Direct answer
What makes phishing evidence usable? Usable evidence has source provenance, preserved artifacts, timing, confidence, liveness state, extracted entities and an analyst decision path.
Evidence readiness
Useful evidence includes screenshots, HTML, redirect chains, DNS/HTTP liveness, source provenance, extracted entities, timestamps, archive references and analyst decisions.
Human-approved action
PhishNet can prepare exports, case notes and takedown material, but external disruption or reporting remains a human-approved workflow.
Why provenance matters
Provenance protects against false positives.

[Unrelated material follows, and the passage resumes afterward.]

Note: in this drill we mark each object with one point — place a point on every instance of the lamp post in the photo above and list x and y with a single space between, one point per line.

It shows whether an item came from an official warning, trusted phishing feed, active OSINT, ad discovery, trap, public scan or analyst confirmation.
How PhishNet uses this
Inside PhishNet this topic is treated as operational graph context: observations are linked to sources, evidence, Belgian relevance, confirmation state, liveness, campaigns and exports. Public pages explain the method; authenticated users can pivot into the full platform workflow when a signal needs investigation or handoff.
Selected sources and research
These pages combine PhishNet platform knowledge with public research, official Belgian sources and open OSINT documentation.
Common questions
What makes phishing evidence usable?
Usable evidence has source provenance, preserved artifacts, timing, confidence, liveness state, extracted entities and an analyst decision path.
Can takedown be automated safely?
External reports should be human-approved, especially when evidence is incomplete or signals are only suspicious.